I shook my head. “I don’t. You said he hated it there. Why would he go back?”
“Cas is a bit of a masochist at heart.” Gideon seemed almost amused by this. “He likes to prove to himself he can do anything, stick out anything. But, well, I do know that he would have stayed had he thought there was something worth staying here for.” He levelled at me the most calculated look I’d ever seen on a human. It chilled me to the bone. “Did something happen between you two? Did you have a fight?”
I shrugged miserably. “We always fight. But I wanted...” I trailed off. “I hoped I’d get here before he left...to tell him...” I couldn’t order a single thought in my head so that I might explain it. Though truly, I had no idea what I was trying to tell Gideon. Or what I’d have told Caspien had I got there in time.
Of course, it wouldn’t have made any difference. I know that now. But I was stupid then. Naïve. I was Sisyphus and Cas the mountain.
Gideon said nothing for a long time, but then he reached into his pocket, pulled out a handkerchief, and handed it to me. I was embarrassed to find I’d been crying.
The handkerchief was pale grey and had the initials G.L.D monogrammed in darker grey. For Gideon Lorcan Deveraux, I would learn later.
“I was in love once, too,” he said.
I started with shock.
I shook my head again. “I’m not. That’s not what I—.”
“Not even with your girlfriend?” He cut in easily. “Lovely young lady by all accounts. Pretty, too.” His mouth twitched with something resembling distaste, but I was distracted as his sharp stare left mine and drifted across the room. I followed his eyes to where a portrait of his sister, Caspien’s mother, hung. She wore a yellow dress, the neckline hanging off her shouldersto show off a long, elegant neck. She had his eyes, a crystalline stare that pierced through skin and bone, but her mouth was softer. A hint of a smile pulled at the corner. I could imagine her laugh.
“Love is often painful. I think it’s rather the very nature of it.”
“What happened to her?” I heard myself asking. I’d meant to ask something else. Something about love and pain and why he was so sure the nature of one was the other.
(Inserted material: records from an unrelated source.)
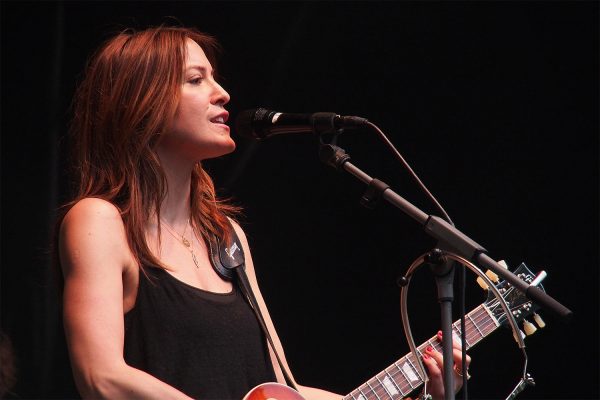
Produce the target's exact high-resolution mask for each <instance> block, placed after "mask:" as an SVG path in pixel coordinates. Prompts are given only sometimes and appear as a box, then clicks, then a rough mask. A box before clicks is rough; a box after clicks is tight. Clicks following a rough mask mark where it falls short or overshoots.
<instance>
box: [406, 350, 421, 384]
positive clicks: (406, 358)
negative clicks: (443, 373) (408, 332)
mask: <svg viewBox="0 0 600 400" xmlns="http://www.w3.org/2000/svg"><path fill="white" fill-rule="evenodd" d="M411 356H412V354H409V355H408V357H406V359H407V360H408V362H409V364H410V366H411V367H412V369H413V372H416V376H417V377H418V378H421V375H420V374H419V370H418V369H417V367H415V364H414V363H413V362H412V361H411V360H410V357H411ZM420 381H421V383H422V382H423V379H422V378H421V379H420Z"/></svg>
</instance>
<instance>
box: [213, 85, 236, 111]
mask: <svg viewBox="0 0 600 400" xmlns="http://www.w3.org/2000/svg"><path fill="white" fill-rule="evenodd" d="M230 99H231V97H230V96H229V93H227V91H226V90H225V89H223V87H222V86H221V85H219V84H218V83H217V82H216V81H215V82H214V94H213V99H212V100H213V101H212V103H213V104H218V105H221V106H223V105H225V104H227V103H229V100H230Z"/></svg>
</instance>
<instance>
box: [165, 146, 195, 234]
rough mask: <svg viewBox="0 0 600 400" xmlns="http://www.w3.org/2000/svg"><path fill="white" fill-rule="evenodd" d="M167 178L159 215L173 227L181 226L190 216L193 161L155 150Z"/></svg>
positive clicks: (193, 165) (167, 153)
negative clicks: (165, 189)
mask: <svg viewBox="0 0 600 400" xmlns="http://www.w3.org/2000/svg"><path fill="white" fill-rule="evenodd" d="M157 154H158V158H159V159H160V163H161V166H162V168H163V170H164V172H165V177H166V180H167V195H166V197H165V198H164V200H163V202H162V203H161V206H160V216H161V218H162V219H163V220H165V221H166V222H167V223H168V224H169V225H171V226H173V227H176V228H178V227H183V226H185V224H187V221H188V219H189V218H190V196H191V188H190V186H191V180H192V170H193V168H194V166H195V163H190V162H189V161H187V160H182V159H181V158H177V157H173V156H172V154H171V153H169V152H165V151H161V149H160V148H159V149H158V151H157Z"/></svg>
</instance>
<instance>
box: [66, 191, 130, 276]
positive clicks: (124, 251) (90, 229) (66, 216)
mask: <svg viewBox="0 0 600 400" xmlns="http://www.w3.org/2000/svg"><path fill="white" fill-rule="evenodd" d="M59 253H60V258H61V266H62V267H63V270H64V269H65V268H70V267H73V266H78V265H92V264H94V262H93V261H94V260H98V261H99V260H100V259H103V260H104V261H105V262H106V263H108V264H113V265H115V266H117V265H118V266H120V267H121V268H124V267H125V266H126V265H128V264H129V260H130V258H131V254H130V251H129V246H128V243H127V237H126V234H125V227H124V224H123V219H122V218H121V213H120V212H119V209H118V208H117V207H116V206H115V205H113V204H112V203H110V202H108V201H106V200H102V199H98V198H85V199H82V200H80V201H79V202H77V203H76V204H75V205H74V206H73V207H72V208H71V209H70V210H69V211H68V212H67V214H66V215H65V218H64V219H63V221H62V224H61V227H60V234H59Z"/></svg>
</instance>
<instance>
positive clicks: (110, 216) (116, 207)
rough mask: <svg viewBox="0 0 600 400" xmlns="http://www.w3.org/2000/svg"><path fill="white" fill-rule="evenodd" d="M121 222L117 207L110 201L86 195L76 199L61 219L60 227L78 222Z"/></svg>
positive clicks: (61, 227) (121, 221) (68, 225)
mask: <svg viewBox="0 0 600 400" xmlns="http://www.w3.org/2000/svg"><path fill="white" fill-rule="evenodd" d="M111 222H112V223H117V224H118V223H119V222H120V223H121V224H122V223H123V220H122V218H121V213H120V212H119V209H118V208H117V207H116V206H115V205H114V204H112V203H110V202H108V201H106V200H103V199H99V198H95V197H88V198H85V199H82V200H80V201H78V202H77V203H76V204H75V205H74V206H73V207H71V209H70V210H69V212H67V214H66V215H65V218H64V220H63V224H62V226H61V229H62V228H63V227H65V225H67V226H69V225H73V224H80V223H89V224H94V223H111Z"/></svg>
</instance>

But I suddenly wanted to know about Seraphina Deveraux. I’d heard stories. Everyone who lived on this island had. Some stories had her locked in the attic of this house still. Some had her alive in a hospital in London, feral and unhinged. But most believed she’d died by suicide because the husband she gave up her name and her inheritance for left her for another woman. I wasn’t sure which one I believed or hoped was true; all of them were equally as tragic.
“She fell in love too,” he said obliquely before turning from her image and looking back at me. “You could write to him,” Gideon said, standing. He was walking back to his desk.
“Write?”
Until then, I’d written exactly one letter in all of my fifteen years. To a boy in 1942. For a history project a few years ago, they’d made us write to our imaginary counterparts in occupied Jersey to ask them how they felt about the Nazis and tell them what lessons had been learned from the second world war. Jacob – the name I’d invented – had not written back.